For some Mormon feminists, there can be only one goal on the road to gender equality: priesthood ordination.
After all, every worthy male in the lay-clergy-run Church of Jesus Christ of Latter-day Saints — starting at age 12 — is ordained in this priesthood. It is seen as a holy power, described as the authority to act in God’s name, yet given exclusively to men.
At the same time, lots of LDS women are perfectly comfortable with the roles they believe God assigned to them, including motherhood and nurturing. They would not want, they say, to "hold the priesthood."
Now comes a third and, some suggest, growing group of women somewhere between these two poles.
They are not pushing for ordination, but they crave a more engaged and visible role for women in the Utah-based LDS Church. It is a role, they believe, their Mormon foremothers played — and one that could fit easily into the institutional structure without distorting or dismantling doctrine.
These women — some of whom consider themselves feminists, while others avoid that label — point to little changes that would pay big dividends: treating a stake Relief Society president much as her male counterpart and assigning her to be a regular speaker at stake conferences and in ward worship services; quoting more women in sermons and Sunday School lessons; selecting more women to speak and pray at churchwide General Conferences; letting women either conduct (or at least be present at) worthiness interviews for teen girls; choosing strong General Relief Society presidents and allowing them to serve longer and become more visible in the church; and permitting women to serve as mission zone leaders, ward clerks and other traditionally male positions.
Many of them agree that no meeting should take place in which decisions about women are made without a woman being present.

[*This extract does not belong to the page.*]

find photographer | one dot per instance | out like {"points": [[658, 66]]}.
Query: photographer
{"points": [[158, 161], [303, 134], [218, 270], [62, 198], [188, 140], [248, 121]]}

Talk about such changes is buzzing around the Mormon bloggernacle and was discussed at a recent gathering of FAIR (the Foundation for Apologetic Information and Research). It has spawned websites such as Mormon Women Project, which publishes interviews with strong LDS women from around the globe and the creation of a blog called Young Mormon Feminists by a Brigham Young University student. It has led to the revival of Exponent II, modeled after a 19th-century LDS women’s magazine, and was the topic of a monthly podcast that included the founders of several LDS women’s groups, including Feminist Mormon Housewives, LDS WAVE and The Power of Moms.
Next week, the church’s History Department is joining with the University of Utah and several other groups to sponsor a symposium, "Women and the LDS Church."

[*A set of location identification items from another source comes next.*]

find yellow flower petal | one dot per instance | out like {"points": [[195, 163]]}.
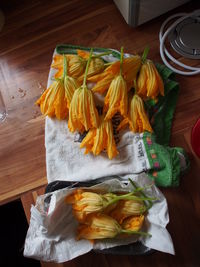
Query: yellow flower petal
{"points": [[99, 226], [116, 98], [149, 82], [126, 208], [133, 223], [101, 138], [138, 120], [83, 114]]}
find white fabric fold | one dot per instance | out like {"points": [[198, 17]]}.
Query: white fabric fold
{"points": [[52, 232]]}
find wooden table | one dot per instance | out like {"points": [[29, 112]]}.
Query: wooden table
{"points": [[31, 32]]}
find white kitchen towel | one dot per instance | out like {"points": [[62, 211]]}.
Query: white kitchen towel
{"points": [[52, 231], [66, 161]]}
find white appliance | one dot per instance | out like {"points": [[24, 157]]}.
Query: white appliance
{"points": [[137, 12]]}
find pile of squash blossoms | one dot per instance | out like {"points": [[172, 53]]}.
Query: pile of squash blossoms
{"points": [[109, 215], [124, 84]]}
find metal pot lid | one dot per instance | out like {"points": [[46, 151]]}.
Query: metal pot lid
{"points": [[185, 38]]}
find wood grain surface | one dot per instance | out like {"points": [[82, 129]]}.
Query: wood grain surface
{"points": [[27, 41]]}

"There is a tremendous amount of pain among our women regarding how they can or cannot contribute to the governance of our ecclesiastical organization," Neylan McBaine, founder of the Mormon Women Project, said at the FAIR conference. "We need to pay attention to that pain. … The pain is real."
These LDS women, McBaine said, are not trying to "eradicate the divine differences between men and women," but want to be "used, engaged, recognized and appreciated … in the broadest context of the Lord’s kingdom."
If Mormonism’s first generation of strong and charismatic female leaders had seen this era, the modern women wonder, what would they think has happened to their legacy?
Priests and priestesses » In the 19th century, many Mormon women had a strong sense of partnership within the priesthood. They were outspoken leaders of female organizations who oversaw their own finances, programs and publishing. They gave healing blessings to other women and their offspring. They spoke openly of women’s spiritual powers and being the offspring of heavenly parents — one of them God the Mother.
Mormon women were early suffragettes, forming alliances with national leaders such as Elizabeth Cady Stanton and Susan B. Anthony. They were the first in the nation to vote and among the trailblazers to pursue professional careers in medicine, business and law.
Into the 20th century, LDS leaders such as Amy Brown Lyman commanded much respect, building hospitals and working on alleviating poverty and illiteracy. After World War II, Relief Society General President Belle Spafford helped with global aid efforts. She remained in that position for nearly 30 years, serving as president of the National Council of Women from 1968 to 1970.
In April, the Relief Society lost a strong, distinctive voice when its general president, Julie B. Beck, was released after just five years — a rotation that has become the norm for such positions.
Beck’s replacement, Linda K. Burton, declined to be interviewed for this story. Right now, there are no official female spokeswomen for the church.
For Laurel Thatcher Ulrich, who teaches history at Harvard, this is Mormonism’s most pressing gender issue — what she calls "the great disappearance."
"I see articulate, spiritually aware, productive, loving and amazingly resilient women in my ward [congregation]. Every Sunday I hear their voices, listen to their talks, learn from their lessons, mix with them in meetings and in the foyer, and see them doing amazing things," Ulrich writes in an email from Boston. "But, for some reason, we get only token acknowledgment of women beyond the ward."